元厚生事務次官宅襲撃事件で、逮捕後一週間、小泉容疑者の供述は、「『飼い犬のあだ討ちだった』と一貫し、警察当局は三十四年前の飼い犬の死が直接の動機になったとほぼ断定した」(11月30日付、『北海道新聞』第31面〈第1社会〉)が、捜査幹部の一人は、「三十四年前の犬への思いがずっと持続するのか」(同新聞)納得しかねている。三十四年など指呼の間にすぎないのに・・・
それは、心の奥深くに傷を負ったことのない幸せな人間が抱く不審であって、内奥の傷は、時の経過が傷口を癒し、忘却の彼方に忘れ去られることが多いにしても、場合によっては、三十年も五十年も持続し、あるいは、忘れ去られても、何らかの契機で蘇ったりするのだ。人の心を軽々に一つの論理で割り切ることができない所以である。しかし、だからといって、卑劣な行為が許されるわけではないが。
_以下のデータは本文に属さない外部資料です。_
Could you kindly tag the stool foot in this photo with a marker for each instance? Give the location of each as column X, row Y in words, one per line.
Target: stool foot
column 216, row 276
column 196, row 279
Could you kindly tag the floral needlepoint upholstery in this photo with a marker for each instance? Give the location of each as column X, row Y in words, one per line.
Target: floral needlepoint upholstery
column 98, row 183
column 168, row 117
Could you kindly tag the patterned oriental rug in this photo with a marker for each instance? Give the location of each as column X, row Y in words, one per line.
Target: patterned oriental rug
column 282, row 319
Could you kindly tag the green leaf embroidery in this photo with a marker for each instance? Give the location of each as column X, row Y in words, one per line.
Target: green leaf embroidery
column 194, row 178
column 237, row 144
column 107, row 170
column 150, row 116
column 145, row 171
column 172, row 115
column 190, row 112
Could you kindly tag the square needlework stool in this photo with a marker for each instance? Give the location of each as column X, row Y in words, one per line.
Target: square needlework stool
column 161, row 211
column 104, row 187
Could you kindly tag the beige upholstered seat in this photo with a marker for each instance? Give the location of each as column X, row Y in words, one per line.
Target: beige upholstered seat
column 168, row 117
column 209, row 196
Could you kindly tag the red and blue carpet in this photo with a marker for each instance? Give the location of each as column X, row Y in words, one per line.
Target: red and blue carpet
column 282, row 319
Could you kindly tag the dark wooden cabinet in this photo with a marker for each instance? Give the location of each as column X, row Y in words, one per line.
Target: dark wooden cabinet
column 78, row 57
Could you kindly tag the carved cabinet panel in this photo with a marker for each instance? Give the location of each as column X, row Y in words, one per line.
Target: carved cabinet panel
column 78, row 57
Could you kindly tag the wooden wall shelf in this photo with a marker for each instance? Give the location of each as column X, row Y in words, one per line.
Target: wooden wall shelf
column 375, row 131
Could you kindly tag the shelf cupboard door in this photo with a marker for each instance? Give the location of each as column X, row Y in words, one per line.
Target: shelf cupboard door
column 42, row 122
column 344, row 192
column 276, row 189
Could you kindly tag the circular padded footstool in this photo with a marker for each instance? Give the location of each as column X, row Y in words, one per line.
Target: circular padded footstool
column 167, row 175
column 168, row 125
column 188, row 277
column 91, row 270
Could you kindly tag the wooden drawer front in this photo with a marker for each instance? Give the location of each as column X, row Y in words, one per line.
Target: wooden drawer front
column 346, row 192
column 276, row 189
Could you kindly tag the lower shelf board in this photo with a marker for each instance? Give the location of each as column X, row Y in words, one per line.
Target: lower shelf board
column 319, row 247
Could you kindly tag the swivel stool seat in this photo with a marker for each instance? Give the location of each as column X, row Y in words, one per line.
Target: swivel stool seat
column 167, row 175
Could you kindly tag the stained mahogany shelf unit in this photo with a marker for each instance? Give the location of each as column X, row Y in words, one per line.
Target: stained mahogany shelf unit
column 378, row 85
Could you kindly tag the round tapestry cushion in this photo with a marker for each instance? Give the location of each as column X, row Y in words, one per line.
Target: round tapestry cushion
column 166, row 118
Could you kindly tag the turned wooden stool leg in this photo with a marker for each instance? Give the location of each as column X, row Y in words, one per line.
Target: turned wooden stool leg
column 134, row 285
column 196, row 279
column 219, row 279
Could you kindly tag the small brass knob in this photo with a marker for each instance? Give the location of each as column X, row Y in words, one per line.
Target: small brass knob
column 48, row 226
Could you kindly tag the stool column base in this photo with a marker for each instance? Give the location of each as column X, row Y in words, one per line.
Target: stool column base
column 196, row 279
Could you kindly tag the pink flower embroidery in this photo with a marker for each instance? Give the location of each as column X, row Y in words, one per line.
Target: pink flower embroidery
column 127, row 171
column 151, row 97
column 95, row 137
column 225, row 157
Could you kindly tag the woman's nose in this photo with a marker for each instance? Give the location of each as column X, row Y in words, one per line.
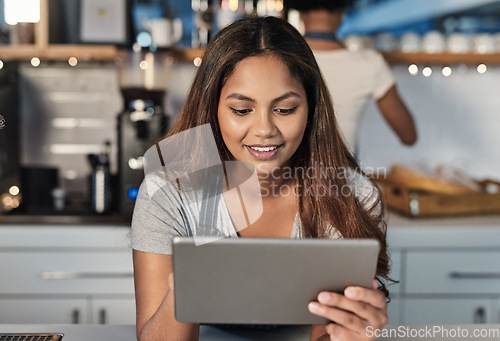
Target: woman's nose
column 263, row 125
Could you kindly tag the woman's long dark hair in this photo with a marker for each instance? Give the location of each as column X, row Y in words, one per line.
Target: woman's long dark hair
column 322, row 146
凶行の対象がなぜ元厚生事務次官宅だったのか、凶行に及ぶ契機は何だったのか。おそらく他者には解明できないだろう。専門家なる者たちは「妄想型の人格障害」「アダルトチャイルド」「英雄行動としての自己愛」などと判断するが、たとえ精神鑑定をやっても、分からないものは分からない。